Quicky get daily data

1 Introduction

This vignette demonstrates how to get minimal daily aggregated data on the number of trips between municipalities using the spod_quick_get_od() function. With this function, you only get total trips for a single day, and no additional variables that are available in the full v2 (2022 onwards) data set. The advantage of this function is that it is much faster than downloading the full data from source CSV files using spod_get(), as each CSV file for a single day is about 200 MB in size. Also, this way of getting the data is much less demanding on your computer as you are only getting a small table from the internet (less than 1 MB), and no data processing (such as aggregation from more detailed hourly data with extra columns that is happening when you use spod_get() function) is required on your computer.

2 Setup

Make sure you have loaded the package:

library(spanishoddata)
library(dplyr)

2.1 Set the data directory

Choose where {spanishoddata} should download (and convert) the data by setting the data directory following command:

spod_set_data_dir(data_dir = "~/spanish_od_data")

The function above will also ensure that the directory is created and that you have sufficient permissions to write to it.

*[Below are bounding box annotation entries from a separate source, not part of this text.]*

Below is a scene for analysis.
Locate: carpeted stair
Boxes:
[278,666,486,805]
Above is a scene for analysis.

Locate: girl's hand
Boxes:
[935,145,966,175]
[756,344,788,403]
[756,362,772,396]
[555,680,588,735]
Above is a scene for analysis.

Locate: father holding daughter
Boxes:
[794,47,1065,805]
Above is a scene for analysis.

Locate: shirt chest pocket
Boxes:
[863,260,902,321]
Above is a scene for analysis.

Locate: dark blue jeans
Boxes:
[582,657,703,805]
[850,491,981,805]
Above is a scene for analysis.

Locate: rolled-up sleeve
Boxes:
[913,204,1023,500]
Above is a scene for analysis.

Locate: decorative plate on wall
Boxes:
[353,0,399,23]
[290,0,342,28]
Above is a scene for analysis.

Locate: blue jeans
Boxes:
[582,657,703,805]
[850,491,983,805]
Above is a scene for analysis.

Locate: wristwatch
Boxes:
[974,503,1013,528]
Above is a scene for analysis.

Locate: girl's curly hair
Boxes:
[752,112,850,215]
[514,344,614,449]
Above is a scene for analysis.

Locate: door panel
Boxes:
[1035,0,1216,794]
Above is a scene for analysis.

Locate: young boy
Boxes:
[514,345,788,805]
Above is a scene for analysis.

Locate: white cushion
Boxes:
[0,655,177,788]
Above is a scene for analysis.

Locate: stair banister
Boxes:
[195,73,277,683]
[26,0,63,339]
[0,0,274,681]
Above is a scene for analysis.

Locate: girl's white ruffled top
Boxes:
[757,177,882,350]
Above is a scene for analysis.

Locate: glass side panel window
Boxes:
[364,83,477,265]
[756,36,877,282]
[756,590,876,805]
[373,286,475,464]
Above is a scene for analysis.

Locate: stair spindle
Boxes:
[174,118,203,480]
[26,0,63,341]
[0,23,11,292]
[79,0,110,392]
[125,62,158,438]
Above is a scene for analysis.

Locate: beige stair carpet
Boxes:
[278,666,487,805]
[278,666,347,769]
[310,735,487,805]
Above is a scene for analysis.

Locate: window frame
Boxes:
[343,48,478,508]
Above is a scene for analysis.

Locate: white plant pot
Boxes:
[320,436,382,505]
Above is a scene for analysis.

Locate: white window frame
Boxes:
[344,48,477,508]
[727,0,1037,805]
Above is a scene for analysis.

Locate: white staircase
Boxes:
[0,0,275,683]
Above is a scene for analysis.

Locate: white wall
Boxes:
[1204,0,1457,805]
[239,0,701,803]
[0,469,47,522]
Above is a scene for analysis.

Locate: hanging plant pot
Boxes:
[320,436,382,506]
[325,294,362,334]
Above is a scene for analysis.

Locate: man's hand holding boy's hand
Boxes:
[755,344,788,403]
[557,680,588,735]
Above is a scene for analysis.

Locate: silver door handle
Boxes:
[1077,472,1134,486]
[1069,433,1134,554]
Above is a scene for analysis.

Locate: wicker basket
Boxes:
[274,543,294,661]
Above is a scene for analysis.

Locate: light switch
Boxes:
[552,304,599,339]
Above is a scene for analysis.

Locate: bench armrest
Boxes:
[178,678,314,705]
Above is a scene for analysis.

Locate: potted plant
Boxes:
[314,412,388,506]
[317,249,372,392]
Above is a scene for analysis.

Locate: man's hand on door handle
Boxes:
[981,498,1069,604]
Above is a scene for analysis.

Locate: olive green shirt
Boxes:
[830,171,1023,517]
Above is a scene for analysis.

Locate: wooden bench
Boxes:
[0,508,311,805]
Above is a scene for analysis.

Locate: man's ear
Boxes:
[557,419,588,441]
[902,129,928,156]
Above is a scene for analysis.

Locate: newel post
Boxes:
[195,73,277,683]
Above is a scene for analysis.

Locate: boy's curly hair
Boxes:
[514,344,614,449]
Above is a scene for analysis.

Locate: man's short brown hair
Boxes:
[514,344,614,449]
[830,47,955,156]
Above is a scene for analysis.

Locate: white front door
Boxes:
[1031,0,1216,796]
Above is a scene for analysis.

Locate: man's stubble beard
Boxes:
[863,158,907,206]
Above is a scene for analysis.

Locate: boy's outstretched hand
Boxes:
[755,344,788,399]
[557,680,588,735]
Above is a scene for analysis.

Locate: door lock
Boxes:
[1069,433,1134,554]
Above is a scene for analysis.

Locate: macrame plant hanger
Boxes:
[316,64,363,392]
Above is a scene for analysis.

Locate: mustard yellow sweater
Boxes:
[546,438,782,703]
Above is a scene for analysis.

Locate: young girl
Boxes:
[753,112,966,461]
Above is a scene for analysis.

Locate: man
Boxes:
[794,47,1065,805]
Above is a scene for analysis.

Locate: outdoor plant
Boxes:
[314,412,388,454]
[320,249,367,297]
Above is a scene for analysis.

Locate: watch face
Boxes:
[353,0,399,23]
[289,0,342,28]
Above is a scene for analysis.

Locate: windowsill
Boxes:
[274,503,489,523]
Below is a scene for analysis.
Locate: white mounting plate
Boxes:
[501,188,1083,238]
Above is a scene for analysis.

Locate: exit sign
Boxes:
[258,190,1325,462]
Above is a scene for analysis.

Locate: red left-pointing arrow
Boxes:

Setting data directory for advanced users

You can also set the data directory with an environment variable:

Sys.setenv(SPANISH_OD_DATA_DIR = "~/spanish_od_data")

The package will create this directory if it does not exist on the first run of any function that downloads the data.

To permanently set the directory for all projects, you can specify the data directory globally by setting the SPANISH_OD_DATA_DIR environment variable, e.g. with the following command:

usethis::edit_r_environ()
# Then set the data directory globally, by typing this line in the file:
SPANISH_OD_DATA_DIR = "~/spanish_od_data"

You can also set the data directory locally, just for the current project. Set the ‘envar’ in the working directory by editing .Renviron file in the root of the project:

file.edit(".Renviron")

Note

Setting a local data directory in this case is optional, as the data is downloaded directly from the web API and there is no caching on disk. However, the metadata will be downloaded to check the range of valid dates available at the time of the request. So metadata will be downloaded to a temporary location by default, or to the data directory, if you do set it.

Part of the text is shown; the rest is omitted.